Warring parties in Yemen could soon sign a deal to renew a ceasefire that would last until the end of 2023, The New Arab reported Thursday.

A ceasefire that took effect in April 2022 expired last October. While there has been an uptick in fighting on the ground, there have still been no Saudi airstrikes in Yemen since March 2022 and no Houthi missile and drone attacks inside Saudi Arabia.

Sources told The New Arab’s Arabic language sister site that the hopes for a new truce come after Saudi Defense Minister Khalid bin Salman met with members of the presidential council that represents the Saudi-backed government in Yemen.

A deal to extend the ceasefire could include the Saudis allowing more flights from the Sanaa airport, the resumption of oil exports, and the opening of roads the Houthis have blocked in Taiz. But the sources said some Houthi demands might not be fulfilled.

The Houthis have long called for a complete lifting of the blockade on Yemen as a precondition for a settlement. One of their main demands now is for government employees living in Houthi-controlled areas to be paid their salaries using revenue from Yemeni oil and gas sales.

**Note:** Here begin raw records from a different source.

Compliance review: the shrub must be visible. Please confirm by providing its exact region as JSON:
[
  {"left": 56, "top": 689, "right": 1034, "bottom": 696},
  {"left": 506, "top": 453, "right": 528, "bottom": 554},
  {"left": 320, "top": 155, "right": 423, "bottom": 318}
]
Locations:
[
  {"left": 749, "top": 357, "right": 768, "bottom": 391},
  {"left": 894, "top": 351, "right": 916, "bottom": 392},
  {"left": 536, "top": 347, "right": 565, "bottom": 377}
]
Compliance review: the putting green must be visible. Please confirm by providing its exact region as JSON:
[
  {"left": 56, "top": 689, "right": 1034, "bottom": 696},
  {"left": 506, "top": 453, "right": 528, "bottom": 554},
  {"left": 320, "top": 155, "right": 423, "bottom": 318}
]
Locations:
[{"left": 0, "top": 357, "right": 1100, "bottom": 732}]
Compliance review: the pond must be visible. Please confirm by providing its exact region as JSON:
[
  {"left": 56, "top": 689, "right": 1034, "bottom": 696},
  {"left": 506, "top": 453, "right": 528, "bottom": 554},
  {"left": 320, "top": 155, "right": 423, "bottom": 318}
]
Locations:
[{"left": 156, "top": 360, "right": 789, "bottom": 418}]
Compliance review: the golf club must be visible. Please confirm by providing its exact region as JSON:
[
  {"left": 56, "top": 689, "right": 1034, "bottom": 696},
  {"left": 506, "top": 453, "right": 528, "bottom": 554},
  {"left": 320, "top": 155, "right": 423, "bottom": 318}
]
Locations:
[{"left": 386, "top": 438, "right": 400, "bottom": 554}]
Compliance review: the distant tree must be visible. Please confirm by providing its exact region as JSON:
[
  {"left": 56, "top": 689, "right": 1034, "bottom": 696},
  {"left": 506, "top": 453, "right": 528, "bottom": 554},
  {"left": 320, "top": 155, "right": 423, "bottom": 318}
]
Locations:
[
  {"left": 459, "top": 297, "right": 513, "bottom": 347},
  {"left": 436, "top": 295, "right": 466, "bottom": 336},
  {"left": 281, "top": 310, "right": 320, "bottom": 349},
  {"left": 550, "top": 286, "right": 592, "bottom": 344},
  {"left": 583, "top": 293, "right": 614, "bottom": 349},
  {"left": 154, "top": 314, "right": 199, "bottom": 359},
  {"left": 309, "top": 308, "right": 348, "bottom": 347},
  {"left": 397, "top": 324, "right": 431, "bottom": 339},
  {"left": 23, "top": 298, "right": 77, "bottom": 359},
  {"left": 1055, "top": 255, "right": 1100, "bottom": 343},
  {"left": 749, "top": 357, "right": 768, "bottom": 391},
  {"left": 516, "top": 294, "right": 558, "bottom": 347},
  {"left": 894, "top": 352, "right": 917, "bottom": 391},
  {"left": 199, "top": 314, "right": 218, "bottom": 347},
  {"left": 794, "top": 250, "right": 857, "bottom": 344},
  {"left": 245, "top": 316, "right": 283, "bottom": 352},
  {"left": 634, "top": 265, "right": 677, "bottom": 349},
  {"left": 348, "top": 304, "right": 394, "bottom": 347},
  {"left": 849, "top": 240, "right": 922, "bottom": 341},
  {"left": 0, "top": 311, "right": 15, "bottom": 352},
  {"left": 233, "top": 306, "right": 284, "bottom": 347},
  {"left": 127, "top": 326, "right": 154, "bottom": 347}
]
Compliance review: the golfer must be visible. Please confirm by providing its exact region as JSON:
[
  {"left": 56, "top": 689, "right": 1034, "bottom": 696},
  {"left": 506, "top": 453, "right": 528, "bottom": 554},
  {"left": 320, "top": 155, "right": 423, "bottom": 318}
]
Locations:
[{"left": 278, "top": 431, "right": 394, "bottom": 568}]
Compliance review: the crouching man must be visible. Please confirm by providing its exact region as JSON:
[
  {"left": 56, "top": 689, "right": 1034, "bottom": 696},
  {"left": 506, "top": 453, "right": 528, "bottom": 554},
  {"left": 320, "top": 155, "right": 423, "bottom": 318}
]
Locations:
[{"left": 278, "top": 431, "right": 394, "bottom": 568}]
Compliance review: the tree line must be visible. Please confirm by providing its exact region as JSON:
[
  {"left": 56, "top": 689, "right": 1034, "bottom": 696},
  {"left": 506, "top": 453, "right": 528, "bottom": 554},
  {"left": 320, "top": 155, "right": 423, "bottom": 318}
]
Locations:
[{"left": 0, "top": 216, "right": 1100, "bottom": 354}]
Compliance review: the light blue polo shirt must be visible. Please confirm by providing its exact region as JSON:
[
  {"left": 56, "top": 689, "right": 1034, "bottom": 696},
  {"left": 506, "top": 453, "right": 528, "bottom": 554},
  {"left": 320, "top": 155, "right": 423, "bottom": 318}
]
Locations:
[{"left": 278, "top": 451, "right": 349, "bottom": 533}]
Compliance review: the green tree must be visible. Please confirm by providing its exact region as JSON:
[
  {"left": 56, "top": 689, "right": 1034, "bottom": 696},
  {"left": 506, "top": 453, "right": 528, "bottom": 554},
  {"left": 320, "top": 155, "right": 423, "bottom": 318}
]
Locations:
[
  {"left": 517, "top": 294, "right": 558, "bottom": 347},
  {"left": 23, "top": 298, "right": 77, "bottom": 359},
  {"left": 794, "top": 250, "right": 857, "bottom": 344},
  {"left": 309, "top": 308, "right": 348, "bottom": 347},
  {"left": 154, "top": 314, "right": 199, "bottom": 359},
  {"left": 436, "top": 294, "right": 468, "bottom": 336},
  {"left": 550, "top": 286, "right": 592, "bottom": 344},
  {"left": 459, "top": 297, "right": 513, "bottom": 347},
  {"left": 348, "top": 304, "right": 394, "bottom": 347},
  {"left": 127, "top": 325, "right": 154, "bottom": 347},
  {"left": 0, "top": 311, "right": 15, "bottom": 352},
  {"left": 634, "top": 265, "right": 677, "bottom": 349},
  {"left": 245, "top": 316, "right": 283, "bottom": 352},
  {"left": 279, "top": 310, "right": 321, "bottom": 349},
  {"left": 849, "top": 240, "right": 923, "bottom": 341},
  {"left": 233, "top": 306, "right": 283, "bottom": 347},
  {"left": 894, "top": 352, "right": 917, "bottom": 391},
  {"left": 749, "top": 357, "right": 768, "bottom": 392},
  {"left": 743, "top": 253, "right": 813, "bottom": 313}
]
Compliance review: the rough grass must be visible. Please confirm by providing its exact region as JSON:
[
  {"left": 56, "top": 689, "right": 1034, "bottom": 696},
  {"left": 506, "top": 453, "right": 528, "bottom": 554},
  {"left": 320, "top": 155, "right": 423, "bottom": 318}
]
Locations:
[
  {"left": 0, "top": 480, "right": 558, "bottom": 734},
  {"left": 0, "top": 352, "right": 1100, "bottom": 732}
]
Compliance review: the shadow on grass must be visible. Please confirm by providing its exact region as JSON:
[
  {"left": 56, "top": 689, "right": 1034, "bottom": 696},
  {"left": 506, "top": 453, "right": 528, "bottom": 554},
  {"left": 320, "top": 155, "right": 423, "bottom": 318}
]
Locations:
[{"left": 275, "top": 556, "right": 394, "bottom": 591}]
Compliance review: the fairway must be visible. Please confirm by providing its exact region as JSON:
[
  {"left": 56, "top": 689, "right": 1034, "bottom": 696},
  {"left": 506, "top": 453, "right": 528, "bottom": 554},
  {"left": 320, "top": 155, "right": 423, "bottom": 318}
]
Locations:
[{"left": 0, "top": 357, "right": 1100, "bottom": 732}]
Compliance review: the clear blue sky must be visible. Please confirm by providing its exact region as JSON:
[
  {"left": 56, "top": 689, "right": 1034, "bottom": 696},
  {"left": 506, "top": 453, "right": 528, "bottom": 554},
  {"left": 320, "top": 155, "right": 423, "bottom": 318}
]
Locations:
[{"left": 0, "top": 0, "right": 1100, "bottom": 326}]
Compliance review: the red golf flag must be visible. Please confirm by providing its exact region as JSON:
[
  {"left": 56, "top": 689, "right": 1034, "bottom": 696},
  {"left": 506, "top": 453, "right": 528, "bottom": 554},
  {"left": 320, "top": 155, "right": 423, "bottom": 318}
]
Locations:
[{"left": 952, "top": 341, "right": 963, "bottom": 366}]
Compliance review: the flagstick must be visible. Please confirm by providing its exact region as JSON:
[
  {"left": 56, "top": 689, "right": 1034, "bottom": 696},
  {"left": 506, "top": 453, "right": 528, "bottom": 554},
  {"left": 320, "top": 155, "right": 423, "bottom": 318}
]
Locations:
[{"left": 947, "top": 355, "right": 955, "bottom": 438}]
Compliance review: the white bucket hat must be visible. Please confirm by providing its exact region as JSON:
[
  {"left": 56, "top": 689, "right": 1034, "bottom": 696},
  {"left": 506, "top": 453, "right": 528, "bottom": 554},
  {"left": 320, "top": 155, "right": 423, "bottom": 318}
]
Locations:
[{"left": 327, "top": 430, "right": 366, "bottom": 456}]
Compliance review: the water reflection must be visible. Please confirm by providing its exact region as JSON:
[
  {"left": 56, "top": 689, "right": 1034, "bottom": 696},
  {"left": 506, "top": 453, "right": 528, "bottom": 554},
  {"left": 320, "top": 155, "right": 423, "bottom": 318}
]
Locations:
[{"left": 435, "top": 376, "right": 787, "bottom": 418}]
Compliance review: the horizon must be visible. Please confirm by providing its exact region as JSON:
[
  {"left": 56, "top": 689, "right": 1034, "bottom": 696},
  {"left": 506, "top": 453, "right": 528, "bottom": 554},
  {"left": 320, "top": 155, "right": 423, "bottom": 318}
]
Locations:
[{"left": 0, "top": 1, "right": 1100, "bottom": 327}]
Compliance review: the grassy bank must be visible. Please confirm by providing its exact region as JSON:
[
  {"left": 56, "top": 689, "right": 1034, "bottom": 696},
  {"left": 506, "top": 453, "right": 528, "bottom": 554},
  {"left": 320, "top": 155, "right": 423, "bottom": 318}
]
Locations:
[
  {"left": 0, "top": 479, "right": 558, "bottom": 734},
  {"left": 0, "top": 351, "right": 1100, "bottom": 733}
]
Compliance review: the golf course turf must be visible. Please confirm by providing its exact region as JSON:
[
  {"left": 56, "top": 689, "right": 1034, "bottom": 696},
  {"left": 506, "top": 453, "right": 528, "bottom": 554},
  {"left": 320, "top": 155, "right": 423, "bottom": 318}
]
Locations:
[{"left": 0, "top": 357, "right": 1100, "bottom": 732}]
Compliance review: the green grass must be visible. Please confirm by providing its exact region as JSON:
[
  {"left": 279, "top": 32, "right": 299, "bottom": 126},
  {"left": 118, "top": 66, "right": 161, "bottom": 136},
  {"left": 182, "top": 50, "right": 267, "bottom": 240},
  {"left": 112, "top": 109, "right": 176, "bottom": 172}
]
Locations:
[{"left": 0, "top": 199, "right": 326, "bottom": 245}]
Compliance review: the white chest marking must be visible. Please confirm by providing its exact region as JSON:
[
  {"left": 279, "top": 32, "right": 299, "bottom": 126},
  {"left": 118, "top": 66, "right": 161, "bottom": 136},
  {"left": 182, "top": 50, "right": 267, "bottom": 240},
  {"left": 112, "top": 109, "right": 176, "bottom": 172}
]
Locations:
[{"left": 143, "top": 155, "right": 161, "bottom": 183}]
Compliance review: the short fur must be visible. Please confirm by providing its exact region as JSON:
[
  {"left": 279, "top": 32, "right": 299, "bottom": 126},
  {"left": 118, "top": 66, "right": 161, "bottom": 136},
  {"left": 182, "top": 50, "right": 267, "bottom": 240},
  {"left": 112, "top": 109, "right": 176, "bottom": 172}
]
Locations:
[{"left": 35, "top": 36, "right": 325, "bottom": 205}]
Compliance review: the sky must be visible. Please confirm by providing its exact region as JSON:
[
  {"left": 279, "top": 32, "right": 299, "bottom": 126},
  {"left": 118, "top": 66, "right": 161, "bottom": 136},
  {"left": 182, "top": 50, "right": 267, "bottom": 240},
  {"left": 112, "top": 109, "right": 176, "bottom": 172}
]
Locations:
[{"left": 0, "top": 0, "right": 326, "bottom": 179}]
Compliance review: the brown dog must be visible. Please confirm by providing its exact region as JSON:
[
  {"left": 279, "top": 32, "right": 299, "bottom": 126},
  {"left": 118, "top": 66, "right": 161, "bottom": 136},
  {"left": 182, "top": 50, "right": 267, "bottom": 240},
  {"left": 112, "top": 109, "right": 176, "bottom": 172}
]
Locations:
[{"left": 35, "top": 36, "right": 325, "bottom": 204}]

The UN’s special envoy for Yemen, Hans Grundberg, said last month that he saw renewed momentum for a peace deal in Yemen following the Iran-Saudi normalization deal. While Iran isn’t nearly as involved in the Yemen war as the Saudis are, the renewed engagement between Tehran and Riyadh is expected to bring more stability to the region. Since the rapprochement with Iran, the Saudis have also taken steps toward normalizing with Syria.

March 25 marked the eighth anniversary of the US-backed Saudi-led intervention in Yemen. Since then, at least 377,000 people have been killed in the war. More than half died due to starvation and disease that was caused by the blockade and the coalition’s brutal bombing campaign.